Does a Dubai business broker need an SCA licence
For standard SME transactions, no SCA licence is required. Business brokerage under activity code 7490.02 sits outside the scope of the Securities and Commodities Authority provided you are not dealing in equity securities, listed instruments, or regulated financial products.
However, if any deal involves equity stakes, investor syndication, or instruments that could be construed as securities, you must confirm your regulatory position with the SCA before proceeding.
Always assess your deal structure carefully — the boundary between pure SME brokerage and regulated financial activity can shift depending on how a transaction is structured.
What is the difference between a mainland DED licence and a free zone licence for business brokerage
A mainland licence issued by the Dubai Department of Economy and Tourism (DED) gives you direct client engagement rights across Dubai and the wider UAE. It requires a physical office and allows you to pursue government-linked SME transactions and engage freely with mainland-registered businesses.
A free zone licence — such as through Meydan Free Zone — offers 100% foreign ownership, faster incorporation timelines, and lower initial setup costs, making it well suited to remote or cross-border brokerage operations.
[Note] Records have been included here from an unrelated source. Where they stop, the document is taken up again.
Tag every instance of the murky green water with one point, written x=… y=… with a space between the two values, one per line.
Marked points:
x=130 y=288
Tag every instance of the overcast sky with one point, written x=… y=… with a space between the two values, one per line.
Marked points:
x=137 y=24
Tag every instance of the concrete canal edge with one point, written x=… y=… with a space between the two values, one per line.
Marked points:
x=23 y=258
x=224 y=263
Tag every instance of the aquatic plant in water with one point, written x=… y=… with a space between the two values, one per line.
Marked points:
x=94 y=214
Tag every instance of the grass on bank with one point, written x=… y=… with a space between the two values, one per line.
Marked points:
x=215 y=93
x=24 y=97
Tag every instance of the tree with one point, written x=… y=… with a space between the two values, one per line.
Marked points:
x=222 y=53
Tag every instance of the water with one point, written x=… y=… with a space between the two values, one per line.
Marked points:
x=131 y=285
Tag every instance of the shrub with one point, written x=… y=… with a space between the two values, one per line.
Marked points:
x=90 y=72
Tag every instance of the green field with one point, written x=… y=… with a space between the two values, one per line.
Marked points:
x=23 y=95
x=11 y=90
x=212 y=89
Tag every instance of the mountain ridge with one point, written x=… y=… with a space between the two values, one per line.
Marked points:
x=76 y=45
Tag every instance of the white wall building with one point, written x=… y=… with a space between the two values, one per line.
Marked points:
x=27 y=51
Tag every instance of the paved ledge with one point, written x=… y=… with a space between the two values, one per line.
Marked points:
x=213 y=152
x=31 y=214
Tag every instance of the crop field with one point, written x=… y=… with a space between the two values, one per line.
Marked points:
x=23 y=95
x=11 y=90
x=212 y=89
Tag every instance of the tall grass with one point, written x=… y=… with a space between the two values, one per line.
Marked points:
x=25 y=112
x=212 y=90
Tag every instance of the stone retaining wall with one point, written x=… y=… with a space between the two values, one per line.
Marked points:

The key trade-off is that direct client-facing work on the UAE mainland under a free zone licence requires an additional approval or local agent arrangement. Your choice of jurisdiction should be guided by where your clients are based.
What are the steps to obtain a business brokerage licence in Dubai
The process follows five core steps. First, reserve your trade name via DED e-services. Second, select your legal structure — a sole establishment for individual practitioners or an LLC for multi-partner setups — and confirm any partner or local service agent requirements.
Third, submit your activity application under code 7490.02, obtain initial approval, sign an Ejari-registered tenancy contract, and receive your final licence. Fourth, open a corporate bank account, allowing four to eight weeks for banking compliance checks.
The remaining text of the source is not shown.